Study Links Genetic Predisposition Toward Obesity to Lower Income, Less Education
People genetically predisposed toward obesity — particularly females — are more likely to have lower incomes and household wealth later in life, mostly due to attaining less education throughout their lives, a recent study suggests.
The study, “Effect of Genetic Propensity for Obesity on Income and Wealth Through Educational Attainment,” was published in the journal Obesity.
The relationship between money and obesity is complicated and likely bidirectional. That is, being obese may decrease income (for example, by causing health problems that reduce workplace productivity), but having less money may predispose a person toward lifestyle choices that favor obesity (eating more fast food, for instance).

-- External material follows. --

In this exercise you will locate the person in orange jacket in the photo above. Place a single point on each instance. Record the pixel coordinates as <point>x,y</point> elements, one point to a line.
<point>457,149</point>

By focusing on the genetics that predispose toward obesity, which, unlike obesity itself, aren’t really affected by lifestyle and environmental factors, researchers can try to understand how being heavier might affect a person economically.
To this end, researchers used data from the U.S. Health and Retirement Study (HRS), in combination with a genetic signature of body mass index (BMI), to try to better understand this relationship.
The HRS includes data (economic, health-related, genetic, etc.) on a panel of Americans older than 50 and their spouses. The researchers used data on 5,962 individuals age 50–65 who were of European descent. This specificity was chosen to avoid other confounding variables, but the researchers acknowledged that restricting their analysis in this way, both in terms of age and race, may limit how their results can be generalized.
The genetic signature, termed genetic risk score for BMI (GRS-BMI), was derived from a previous study that identified genetic variations that explained 21.6% of actual BMI.
Using statistical models, the researchers assessed to what degree GRS-BMI could explain individual income and household wealth. In the whole population, individual income was not significantly associated with GRS-BMI, but household wealth was.
They examined this relationship while also taking into account educational attainment (measured as the number of years of school a person attended), which would be expected to have a fairly direct effect on income and wealth.
In this model, both income and wealth were associated significantly with GRS-BMI; that is, people who were genetically predisposed toward being heavier tended to have lower income and less household wealth, and this was tied to those same people being more likely to have attained low educational level.
Interestingly, when the researchers divided the data based on sex (2,790 males and 3,172 females) in this model, there was still a strong association between education-mediated GRS-BMI for females, but for males the relationship was no longer statistically significant.
“These results are consistent with earlier studies indicating the absence of a negative correlation between weight and income among males,” the researchers wrote. “Moreover, the larger effects for females compared with males may be due to greater labor market taste-based discrimination faced by females.”
Further research will be needed to fully understand how body weight affects education and, by extent, economic status. The researchers even suggested that genetic tests of GRS-BMI or similar indices might allow for “interventions to improve educational attainment and subsequently later-life income and wealth.”